'There's two ways of living here now. There's the old way, look out for your family, die where you was born, fish, cut your wood, keep a garden, make do with what you got. Then there's the new way. Work out, have a job, somebody tell you what to do, your brother's in South Africa, your mother's in Regina, buy every goddamn cockadoodle piece of Japanese crap can. Leave home. Go off to look for work. And some has a hard time of it. . . . Now we got to deal with Crock-Pots and consumer ratings, asphalt driveways, lotteries, fried chicken franchises, Mint Royale coffee and gourmet shops, all that stuff.'

These lines are spoken by Jack Buggit after Tert Card leaves town to take a job working for an oil supply company. He is explaining to Quoyle the new "lifestyles" section of the newspaper that Quoyle will launch; this section will now address both the old lifestyle, and the new. The quotation references the of the uncertainty surrounding social and economic change. Jack's tone when talking about the "old" ways is much more benevolent than his snide impatience with the "new" way of life. The old types look out for their kin while the new ones buy "goddamn cockadoodle … crap." The old way dramatizes values of rugged individualism, familial loyalty, and subsistence living, while the new way suggests separation from family, alienation of the worker, and a global trading system.
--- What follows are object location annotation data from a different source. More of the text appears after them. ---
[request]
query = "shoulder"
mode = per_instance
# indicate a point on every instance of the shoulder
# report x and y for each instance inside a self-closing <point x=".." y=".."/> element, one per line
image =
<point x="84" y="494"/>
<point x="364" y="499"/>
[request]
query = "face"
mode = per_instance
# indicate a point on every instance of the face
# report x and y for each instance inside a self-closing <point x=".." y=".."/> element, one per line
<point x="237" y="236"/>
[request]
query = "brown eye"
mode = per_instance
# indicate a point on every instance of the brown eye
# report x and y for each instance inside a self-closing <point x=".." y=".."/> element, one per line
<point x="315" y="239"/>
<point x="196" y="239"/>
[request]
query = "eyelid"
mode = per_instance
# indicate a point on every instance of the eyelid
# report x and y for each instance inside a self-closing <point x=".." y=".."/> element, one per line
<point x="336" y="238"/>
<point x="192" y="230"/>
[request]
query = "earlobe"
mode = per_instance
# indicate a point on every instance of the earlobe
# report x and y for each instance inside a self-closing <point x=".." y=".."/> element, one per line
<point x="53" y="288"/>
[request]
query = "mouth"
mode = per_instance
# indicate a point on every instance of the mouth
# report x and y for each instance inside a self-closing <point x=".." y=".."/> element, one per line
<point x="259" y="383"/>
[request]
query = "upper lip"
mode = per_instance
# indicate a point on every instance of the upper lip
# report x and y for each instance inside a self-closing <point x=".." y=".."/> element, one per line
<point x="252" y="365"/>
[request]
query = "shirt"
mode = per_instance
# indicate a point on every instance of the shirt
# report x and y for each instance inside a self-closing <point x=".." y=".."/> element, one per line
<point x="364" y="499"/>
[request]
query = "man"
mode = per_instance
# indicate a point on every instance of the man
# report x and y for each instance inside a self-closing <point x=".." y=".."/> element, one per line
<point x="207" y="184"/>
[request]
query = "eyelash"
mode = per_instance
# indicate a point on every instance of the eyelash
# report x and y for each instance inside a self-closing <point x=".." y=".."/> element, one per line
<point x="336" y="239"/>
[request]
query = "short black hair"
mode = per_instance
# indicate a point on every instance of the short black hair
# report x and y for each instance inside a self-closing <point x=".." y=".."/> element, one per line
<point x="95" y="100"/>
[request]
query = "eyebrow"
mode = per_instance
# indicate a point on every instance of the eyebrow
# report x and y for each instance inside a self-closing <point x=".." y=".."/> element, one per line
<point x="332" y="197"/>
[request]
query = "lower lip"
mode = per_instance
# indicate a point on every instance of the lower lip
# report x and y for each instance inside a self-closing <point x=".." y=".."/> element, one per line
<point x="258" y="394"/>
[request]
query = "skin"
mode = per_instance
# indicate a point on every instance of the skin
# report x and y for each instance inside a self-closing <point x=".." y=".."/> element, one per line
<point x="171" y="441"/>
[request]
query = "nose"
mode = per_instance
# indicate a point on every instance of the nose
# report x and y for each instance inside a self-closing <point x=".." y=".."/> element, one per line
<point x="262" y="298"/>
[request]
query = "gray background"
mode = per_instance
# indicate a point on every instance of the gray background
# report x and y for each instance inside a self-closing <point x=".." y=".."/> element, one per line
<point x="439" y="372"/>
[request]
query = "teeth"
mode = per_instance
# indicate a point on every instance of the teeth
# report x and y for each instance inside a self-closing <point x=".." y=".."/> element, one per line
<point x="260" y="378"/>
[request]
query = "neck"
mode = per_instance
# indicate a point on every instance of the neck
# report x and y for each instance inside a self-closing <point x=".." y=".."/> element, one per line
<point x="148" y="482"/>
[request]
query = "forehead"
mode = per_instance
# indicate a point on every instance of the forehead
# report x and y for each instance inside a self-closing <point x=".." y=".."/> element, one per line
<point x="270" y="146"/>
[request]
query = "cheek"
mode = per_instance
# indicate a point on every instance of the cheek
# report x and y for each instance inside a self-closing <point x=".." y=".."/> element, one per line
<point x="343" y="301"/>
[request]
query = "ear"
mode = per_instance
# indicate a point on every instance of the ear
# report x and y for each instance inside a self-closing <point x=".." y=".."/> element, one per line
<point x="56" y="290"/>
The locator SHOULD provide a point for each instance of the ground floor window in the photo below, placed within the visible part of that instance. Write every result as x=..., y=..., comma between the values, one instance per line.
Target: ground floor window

The words used to describe the old way of life are far fewer in number than the words describing the new economic and social order; the paragraph in this way actually acts out the very difference that is its subject—a more complex life requires a longer explanation, has more facets that must be included and comprehended. Although Jack Buggit shows a strong bias for the old way of life, his general point is that they have to change the section of the paper that deals with lifestyle in order to address the change. This passage shows him anticipating the inevitability of change; like it or not, it's coming and a newspaper—just like the people it serves—will have to acknowledge this new way of life.